Los Comités de Defensa de la Revolución (CDR) llegan a un nuevo Congreso cada vez más debilitado.

🛑CUBA| Los CDR cuentan con sedes municipales, provinciales y nacionales. Una plantilla abultada de burócratas, una flota de vehículos y un presupuesto generoso otorgado por el Estado. Los Comités de Defensa de la Revolución fueron creados por Fidel Castro el 28 de septiembre de 1960, durante un discurso en el antiguo Palacio Presidencial, entre gritos de júbilo de una muchedumbre que apoyaba a la revolución y explosiones de petardos estallados por los opositores. Siete meses después, el 16 de abril de 1961, en un acto en 23 y 12, Vedado, Castro declaraba que el carácter socialista de la revolución.

Los Comités de Defensa de la Revolución (CDR) realizarán próximamente su congreso.
Pero….Que son los CDR?

Tal y cómo explica Carlos Alberto Montaner en su Anatomía del terror (La Ilustración Liberal, 1999), la policía política cubana, a cuyo diseño y adiestramiento contribuyó sustancialmente la brutal Stasi, policía política de Alemania del Este, tomó de los nazis un elemento represor que no existía en los demás países comunistas: los Comités de Defensa de la Revolución.

En ellos, el Estado comunista castrista, a la manera soviética, creó las instituciones adecuadas para mantener el control de la sociedad: en cada calle y en cada barrio se instalaban Comités de Defensa de la Revolución, que son organismos dedicados a la vigilancia de todos los vecinos, acompañados por milicias populares y una fortísima presencia de la Seguridad del Estado, la temida policía política.

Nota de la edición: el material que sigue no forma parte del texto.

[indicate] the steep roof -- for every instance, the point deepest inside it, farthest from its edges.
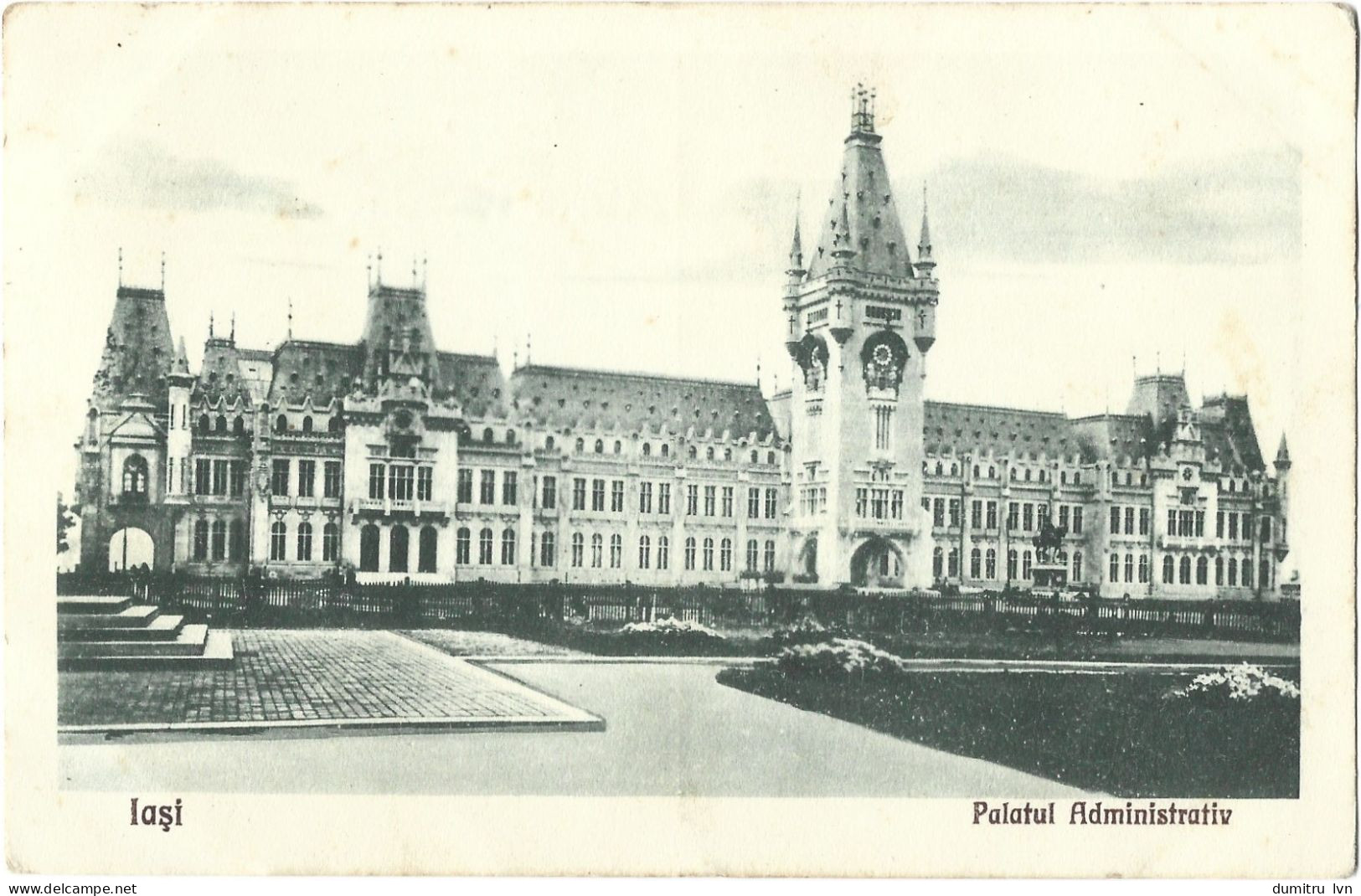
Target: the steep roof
(570, 398)
(860, 213)
(477, 382)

Son los encargados de vigilar y perseguir a los disidentes cubanos. Sus víctimas predilectas son Las Damas de Blanco, y opositores que existen a lo largo de toda la isla.



El CDR es la unidad básica de la represión en Cuba. Es una célula de espionaje manejada por el Ministerio del Interior y existen en la Isla, literalmente, varios millares. Hay uno en cada calle. Los CDR, además de mantener la «pureza ideológica» de la sociedad mediante el adoctrinamiento de unos ciudadanos obligados a examinar y asimilar los puntos de vista oficiales que adopta el gobierno en todos los órdenes de la existencia, tienen la misión de controlar la vida de todos los ciudadanos. Quiénes viven en una casa, quiénes visitan, qué creencias religiosas sostienen, qué cartas se reciben y de dónde, cómo se expresan con relación a la revolución y a sus líderes, si poseen familiares desafectos o exiliados, o si se trata de revolucionarios ejemplares. Tampoco es inconveniente averiguar quién se acuesta con quién, o cuáles son las preferencias sexuales de los vecinos, o sus hábitos sociales, incluidas las comidas de que se alimentan –muchas de ellas «ilegales», como ocurre con los mariscos o la carne de res–, delatada por las sobras que colocan en los paquetes de basura, porque nunca se sabe cómo los organismos de inteligencia pueden utilizar esa información «sensible».

Tampoco fue un invento de Fidel como algunos puensan. Grupos paraestatales con millones de integrantes surgieron dentro del fascismo alemán e italiano. Hitler creó las SA, fuerzas de asalto con cuatro millones de miembros que lo mismo salían a la calle a golpear a los que no estuvieran de acuerdo con el Führer que romper las vidrieras de los negocios judíos como sucedió en la noche de los cristales rotos”,

En Italia, Mussolini organizó las Camisas Negras, donde se juntaban ex militares y delincuentes. Ese fue el embrión de los CDR, las Asociaciones de Combatientes y otras agrupaciones aparentemente civiles instauradas por el gobierno cubano. Hace rato que los CDR dejaron de cumplir su objetivo. Se mantienen exclusivamente para vigilar a los desafectos del sistema y la actualización de los residentes en una cuadra mediante un registro de direcciones”.

La autocracia verde olivo exportó a Venezuela un remedo de los CDR, los llamados Colectivos, más violentos y perfeccionados. Esas fuerzas chavistas lo mismo disparan una ráfaga de AK-47 en una manifestación opositora que en los barrios de Caracas reparten alimentos prioritarios a través del CLAP (Comité Local de Abastecimiento y Producción), una versión de la libreta cubana de racionamiento, instaurada por Fidel Castro en marzo de 1962.

Sesenta años después, lo que queda de los CDR son las estructuras. En 5 de septiembre de 2020, el régimen designó al ex espía Gerardo Hernández Nordelo para reforzar el control social y la delación.

A Gerardo no le ha sido fácil conseguir a determinadas personas como informantes en cuadras y barrios, porque la mayoría de los cubanos actualmente no está para eso”.